This question is from a Group Therapy post in our TrèsSugar Community. Add your advice in the comments!
I'm 25 and my boyfriend and I have been dating for 4 years. We were debating something meaningless this past weekend when we both decided we should just drop it because it was ridiculous, and I made the joke, "I know I joke about waiting for a ring, but honestly, I wonder if we're even close to being ready for an engagement!!" He countered with, "Yeah, I know! I don't even think I could live with you!"
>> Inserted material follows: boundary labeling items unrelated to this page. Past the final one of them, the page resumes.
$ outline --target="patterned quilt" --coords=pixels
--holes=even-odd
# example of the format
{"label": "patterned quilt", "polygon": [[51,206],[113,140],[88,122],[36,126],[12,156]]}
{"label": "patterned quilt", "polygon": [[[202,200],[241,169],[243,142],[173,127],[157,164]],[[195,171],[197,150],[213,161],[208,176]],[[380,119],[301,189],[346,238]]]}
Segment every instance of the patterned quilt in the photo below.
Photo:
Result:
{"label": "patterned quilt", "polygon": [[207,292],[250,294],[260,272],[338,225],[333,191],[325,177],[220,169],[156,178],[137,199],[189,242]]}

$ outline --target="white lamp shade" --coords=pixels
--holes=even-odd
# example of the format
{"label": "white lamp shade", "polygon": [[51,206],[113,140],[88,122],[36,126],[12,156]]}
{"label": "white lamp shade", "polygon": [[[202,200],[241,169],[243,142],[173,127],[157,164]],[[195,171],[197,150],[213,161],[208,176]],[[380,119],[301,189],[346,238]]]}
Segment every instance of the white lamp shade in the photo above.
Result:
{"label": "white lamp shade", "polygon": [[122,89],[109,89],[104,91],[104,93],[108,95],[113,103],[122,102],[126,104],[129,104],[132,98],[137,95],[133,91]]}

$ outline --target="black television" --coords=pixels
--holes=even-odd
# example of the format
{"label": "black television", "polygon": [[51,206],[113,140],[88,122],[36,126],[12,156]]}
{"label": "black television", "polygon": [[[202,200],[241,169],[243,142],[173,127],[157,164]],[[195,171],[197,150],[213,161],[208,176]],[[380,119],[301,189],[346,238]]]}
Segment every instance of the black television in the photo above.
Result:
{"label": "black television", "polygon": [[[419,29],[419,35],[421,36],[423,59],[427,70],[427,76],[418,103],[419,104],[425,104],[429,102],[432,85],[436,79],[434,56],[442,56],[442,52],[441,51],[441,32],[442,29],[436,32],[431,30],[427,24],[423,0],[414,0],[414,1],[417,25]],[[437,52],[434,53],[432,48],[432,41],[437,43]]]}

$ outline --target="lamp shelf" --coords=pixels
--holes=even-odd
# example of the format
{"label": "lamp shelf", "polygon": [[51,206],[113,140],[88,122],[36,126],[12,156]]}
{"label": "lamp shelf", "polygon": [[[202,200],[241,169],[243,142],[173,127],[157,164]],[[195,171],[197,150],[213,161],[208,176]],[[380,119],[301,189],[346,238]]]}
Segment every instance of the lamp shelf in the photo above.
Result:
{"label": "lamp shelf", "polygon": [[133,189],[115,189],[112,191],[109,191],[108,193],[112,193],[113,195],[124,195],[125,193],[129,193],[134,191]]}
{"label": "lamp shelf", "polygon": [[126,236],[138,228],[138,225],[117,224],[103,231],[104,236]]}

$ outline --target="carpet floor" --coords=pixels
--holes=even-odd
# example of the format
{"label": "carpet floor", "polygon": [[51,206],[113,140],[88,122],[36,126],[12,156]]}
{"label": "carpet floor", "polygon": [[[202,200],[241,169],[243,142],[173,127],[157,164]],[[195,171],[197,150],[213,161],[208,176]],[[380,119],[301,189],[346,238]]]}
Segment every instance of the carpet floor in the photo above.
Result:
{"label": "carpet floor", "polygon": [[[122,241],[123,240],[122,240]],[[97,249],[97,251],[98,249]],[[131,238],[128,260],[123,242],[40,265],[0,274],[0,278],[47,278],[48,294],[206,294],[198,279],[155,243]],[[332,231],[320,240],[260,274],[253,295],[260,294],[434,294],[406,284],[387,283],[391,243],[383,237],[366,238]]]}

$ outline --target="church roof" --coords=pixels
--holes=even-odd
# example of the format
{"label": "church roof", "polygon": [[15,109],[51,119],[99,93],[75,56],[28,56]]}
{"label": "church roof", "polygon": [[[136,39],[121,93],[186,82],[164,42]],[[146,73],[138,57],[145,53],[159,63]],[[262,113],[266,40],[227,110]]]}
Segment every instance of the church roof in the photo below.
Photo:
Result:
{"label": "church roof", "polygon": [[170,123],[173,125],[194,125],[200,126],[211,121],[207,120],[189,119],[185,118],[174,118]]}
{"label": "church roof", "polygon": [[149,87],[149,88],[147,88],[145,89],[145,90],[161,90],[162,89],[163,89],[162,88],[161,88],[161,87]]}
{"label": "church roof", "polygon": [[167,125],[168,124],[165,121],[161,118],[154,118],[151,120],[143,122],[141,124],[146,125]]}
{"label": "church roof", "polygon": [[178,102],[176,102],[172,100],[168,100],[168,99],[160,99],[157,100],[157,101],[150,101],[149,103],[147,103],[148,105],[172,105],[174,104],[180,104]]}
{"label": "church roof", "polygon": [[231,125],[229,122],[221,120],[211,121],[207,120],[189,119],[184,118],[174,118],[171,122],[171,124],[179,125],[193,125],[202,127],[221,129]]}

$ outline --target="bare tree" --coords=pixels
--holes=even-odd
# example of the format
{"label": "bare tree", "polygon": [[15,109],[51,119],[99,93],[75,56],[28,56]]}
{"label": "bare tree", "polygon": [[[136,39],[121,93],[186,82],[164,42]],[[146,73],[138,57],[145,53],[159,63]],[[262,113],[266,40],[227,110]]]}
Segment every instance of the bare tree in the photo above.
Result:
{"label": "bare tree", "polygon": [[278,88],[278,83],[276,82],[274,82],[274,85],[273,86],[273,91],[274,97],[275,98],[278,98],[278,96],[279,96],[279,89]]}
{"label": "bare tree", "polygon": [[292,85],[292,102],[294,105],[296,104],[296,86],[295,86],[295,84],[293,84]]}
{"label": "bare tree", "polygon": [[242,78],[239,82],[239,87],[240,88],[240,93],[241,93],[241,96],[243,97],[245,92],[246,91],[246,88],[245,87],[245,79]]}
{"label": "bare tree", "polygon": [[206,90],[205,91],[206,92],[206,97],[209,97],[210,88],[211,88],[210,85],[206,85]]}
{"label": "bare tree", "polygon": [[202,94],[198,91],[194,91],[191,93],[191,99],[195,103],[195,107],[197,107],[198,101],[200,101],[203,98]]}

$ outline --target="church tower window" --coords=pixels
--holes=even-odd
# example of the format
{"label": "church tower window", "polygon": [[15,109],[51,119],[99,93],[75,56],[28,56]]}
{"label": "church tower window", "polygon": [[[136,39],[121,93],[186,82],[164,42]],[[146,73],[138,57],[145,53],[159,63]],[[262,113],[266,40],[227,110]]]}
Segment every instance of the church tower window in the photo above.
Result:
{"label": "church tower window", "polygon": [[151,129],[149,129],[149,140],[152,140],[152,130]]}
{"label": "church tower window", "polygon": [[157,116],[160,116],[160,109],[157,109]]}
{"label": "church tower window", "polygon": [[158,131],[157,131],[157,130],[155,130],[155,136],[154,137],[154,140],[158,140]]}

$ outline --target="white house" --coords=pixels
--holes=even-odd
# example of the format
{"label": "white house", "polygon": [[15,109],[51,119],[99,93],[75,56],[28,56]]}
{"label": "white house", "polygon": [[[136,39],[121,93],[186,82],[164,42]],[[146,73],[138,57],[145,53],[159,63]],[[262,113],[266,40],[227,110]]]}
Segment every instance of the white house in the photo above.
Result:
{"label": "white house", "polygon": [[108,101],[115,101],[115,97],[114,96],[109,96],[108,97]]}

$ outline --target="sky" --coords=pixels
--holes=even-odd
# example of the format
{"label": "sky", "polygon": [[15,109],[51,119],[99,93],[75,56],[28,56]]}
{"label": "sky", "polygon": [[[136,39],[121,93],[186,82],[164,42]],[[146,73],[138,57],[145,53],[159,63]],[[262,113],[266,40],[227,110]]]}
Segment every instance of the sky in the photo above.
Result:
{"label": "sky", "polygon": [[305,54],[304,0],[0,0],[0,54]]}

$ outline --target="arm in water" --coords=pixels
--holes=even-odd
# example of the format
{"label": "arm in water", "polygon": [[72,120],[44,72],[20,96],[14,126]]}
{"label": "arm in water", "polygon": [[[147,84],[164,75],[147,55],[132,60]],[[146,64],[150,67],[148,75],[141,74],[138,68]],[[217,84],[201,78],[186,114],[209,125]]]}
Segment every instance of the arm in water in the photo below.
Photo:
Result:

We've been talking for about 6 months now about getting our own place and how exciting it would be. I brought the topic up the next day and he maintained that he was being honest, he wants to live on his own. So I brought up the "Our Own Place" line he's used, and he said he meant one of us getting their own place, which would mean that we would have our own space to be alone.
We talked about that for a bit, until he brought up marriage and launched into a speech on how he thinks it's meaningless and he won't ever get married. He said he wants to be with me for the rest of his life, but he doesn't believe in marriage so why bother with a ring, a ceremony, and an expensive reception if we're planning on being together anyway. I said that marriage was important to me, that I've dreamt of getting married for a while now because it's an important symbol in religion as well as as a couple.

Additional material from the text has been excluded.